There are no limitations with regards to the modelling approach, that is, you are free to explore (and report) as many methods, and their results,
as you wish. The minimum requirement though is that you analyze the dataset with a random forest classifier.
You will report the results of your experiments through prediction, that is, classification accuracies with regard to correctly predicted survival rates.
Note that you are NOT required to submit your solution to the official kaggle competition.
Your report will need to provide documentation about your analysis experiments.
In a brief introduction you will set the scene by describing the problem area. You will need to provide an overview of the dataset that you are analysing through an appropriate visualisation of the data. This will also help you exploring the dataset during your experiments.
Following the introduction, you will describe the methods you have used. At the very least you will need to provide an explanation of the random forest classifier that you will implement as a benchmark. You are encouraged to explore different classifiers. Summarise every method you have used for your experiments in the methods section. Results should be reported using appropriate evaluation measures, on the test set.

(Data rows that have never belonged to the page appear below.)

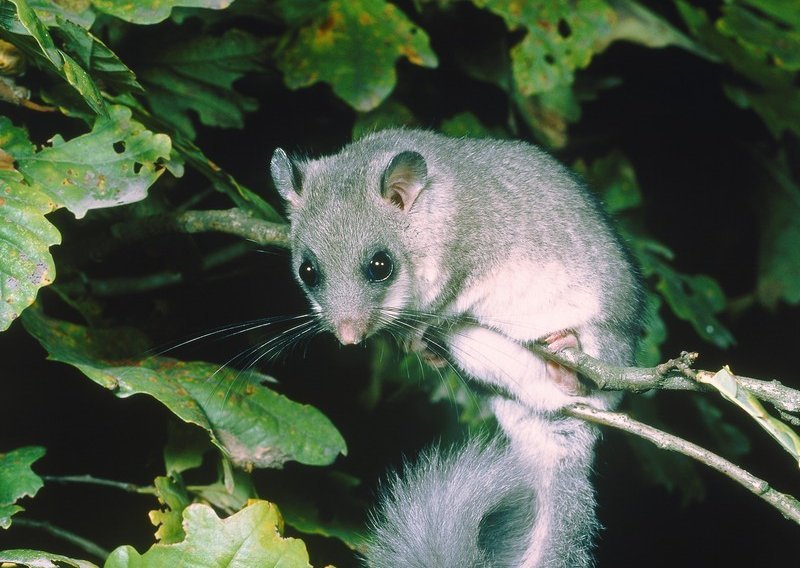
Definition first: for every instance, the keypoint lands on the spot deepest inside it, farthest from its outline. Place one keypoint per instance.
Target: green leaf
(467, 124)
(25, 234)
(672, 471)
(769, 90)
(36, 29)
(655, 333)
(17, 480)
(776, 38)
(728, 386)
(38, 559)
(560, 38)
(332, 510)
(728, 438)
(198, 75)
(185, 447)
(254, 426)
(354, 47)
(112, 165)
(229, 494)
(67, 67)
(50, 12)
(251, 537)
(779, 253)
(614, 179)
(96, 57)
(174, 499)
(152, 11)
(694, 298)
(390, 114)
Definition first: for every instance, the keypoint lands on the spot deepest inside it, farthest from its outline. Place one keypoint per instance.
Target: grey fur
(487, 207)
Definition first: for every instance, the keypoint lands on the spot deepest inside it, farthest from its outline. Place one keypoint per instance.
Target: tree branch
(786, 504)
(233, 221)
(84, 544)
(675, 374)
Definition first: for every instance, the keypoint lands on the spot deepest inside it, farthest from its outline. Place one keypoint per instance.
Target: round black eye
(380, 267)
(308, 273)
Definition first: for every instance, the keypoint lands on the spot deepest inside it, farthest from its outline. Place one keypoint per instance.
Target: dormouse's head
(348, 215)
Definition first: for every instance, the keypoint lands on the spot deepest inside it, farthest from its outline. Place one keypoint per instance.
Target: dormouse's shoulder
(433, 144)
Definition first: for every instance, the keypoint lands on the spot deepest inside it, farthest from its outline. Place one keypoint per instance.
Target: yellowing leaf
(725, 382)
(251, 537)
(354, 47)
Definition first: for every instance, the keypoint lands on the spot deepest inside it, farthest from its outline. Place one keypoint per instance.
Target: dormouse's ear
(404, 178)
(286, 176)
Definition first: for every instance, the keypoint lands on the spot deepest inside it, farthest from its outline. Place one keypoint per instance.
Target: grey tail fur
(472, 507)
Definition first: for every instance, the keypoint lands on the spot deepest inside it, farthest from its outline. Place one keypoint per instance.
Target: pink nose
(349, 332)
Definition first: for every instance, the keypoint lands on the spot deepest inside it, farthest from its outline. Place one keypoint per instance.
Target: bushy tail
(471, 507)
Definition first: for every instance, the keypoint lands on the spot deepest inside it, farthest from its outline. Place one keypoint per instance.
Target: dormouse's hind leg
(566, 379)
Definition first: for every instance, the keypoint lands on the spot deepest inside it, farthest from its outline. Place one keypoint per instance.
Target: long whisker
(227, 331)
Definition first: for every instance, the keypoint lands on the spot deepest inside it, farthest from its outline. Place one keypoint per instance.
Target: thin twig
(233, 221)
(86, 545)
(786, 504)
(91, 480)
(123, 286)
(675, 374)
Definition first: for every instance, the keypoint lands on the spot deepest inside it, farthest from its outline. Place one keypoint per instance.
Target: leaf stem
(786, 504)
(88, 479)
(68, 536)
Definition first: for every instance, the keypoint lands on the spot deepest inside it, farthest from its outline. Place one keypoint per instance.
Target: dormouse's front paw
(566, 379)
(417, 343)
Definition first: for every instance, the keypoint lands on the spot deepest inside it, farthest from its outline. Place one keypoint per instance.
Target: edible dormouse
(494, 243)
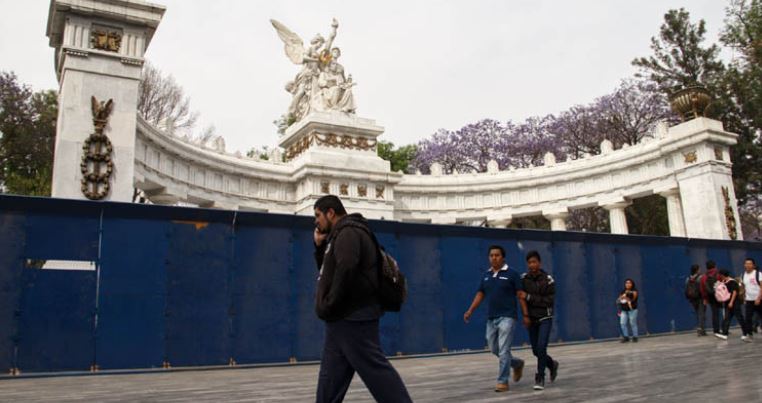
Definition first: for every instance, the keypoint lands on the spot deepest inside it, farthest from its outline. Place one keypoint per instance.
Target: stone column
(99, 48)
(557, 220)
(674, 212)
(617, 218)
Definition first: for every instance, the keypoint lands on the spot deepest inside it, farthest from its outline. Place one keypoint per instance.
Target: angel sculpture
(320, 85)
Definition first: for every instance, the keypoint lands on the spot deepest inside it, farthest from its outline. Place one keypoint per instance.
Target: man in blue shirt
(500, 285)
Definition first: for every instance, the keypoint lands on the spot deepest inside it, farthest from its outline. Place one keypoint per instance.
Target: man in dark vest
(347, 300)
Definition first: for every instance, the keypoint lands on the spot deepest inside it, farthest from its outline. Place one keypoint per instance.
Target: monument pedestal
(99, 53)
(335, 153)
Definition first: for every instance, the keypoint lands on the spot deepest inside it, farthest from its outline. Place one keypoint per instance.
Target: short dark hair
(498, 247)
(533, 254)
(330, 202)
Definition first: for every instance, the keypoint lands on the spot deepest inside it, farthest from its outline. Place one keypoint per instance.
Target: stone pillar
(335, 153)
(674, 212)
(99, 48)
(557, 220)
(705, 180)
(617, 218)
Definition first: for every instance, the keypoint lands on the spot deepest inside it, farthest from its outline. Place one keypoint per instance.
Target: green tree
(27, 134)
(679, 57)
(741, 101)
(400, 158)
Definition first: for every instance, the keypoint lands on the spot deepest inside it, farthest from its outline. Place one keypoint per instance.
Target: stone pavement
(670, 368)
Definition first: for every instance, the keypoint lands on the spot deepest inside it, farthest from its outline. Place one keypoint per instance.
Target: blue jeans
(630, 317)
(539, 336)
(499, 339)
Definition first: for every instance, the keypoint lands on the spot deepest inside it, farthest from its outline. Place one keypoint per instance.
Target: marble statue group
(321, 85)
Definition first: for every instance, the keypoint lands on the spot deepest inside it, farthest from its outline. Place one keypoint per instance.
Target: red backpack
(721, 293)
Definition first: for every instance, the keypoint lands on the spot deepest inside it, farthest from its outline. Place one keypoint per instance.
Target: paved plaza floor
(676, 368)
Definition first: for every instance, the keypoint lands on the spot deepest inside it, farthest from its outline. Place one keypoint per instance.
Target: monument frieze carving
(97, 165)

Remember to only use the provided training dataset for model estimation.
In the discussion section you will reflect upon your findings and contextualise this with the original task thereby linking back to the real- world problem (e.g., Would you have embarked on the Titanic if you were part of passenger category X?).
Submission
The following needs to be submitted by 16:00 16th December 2017 (through NESS):
● A pdf document containing your report (see format and structure specifications above).
● A zipped folder containing the code for your analysis in a runnable format. This should allow us to run your code and verify your results. The code itself will not be marked.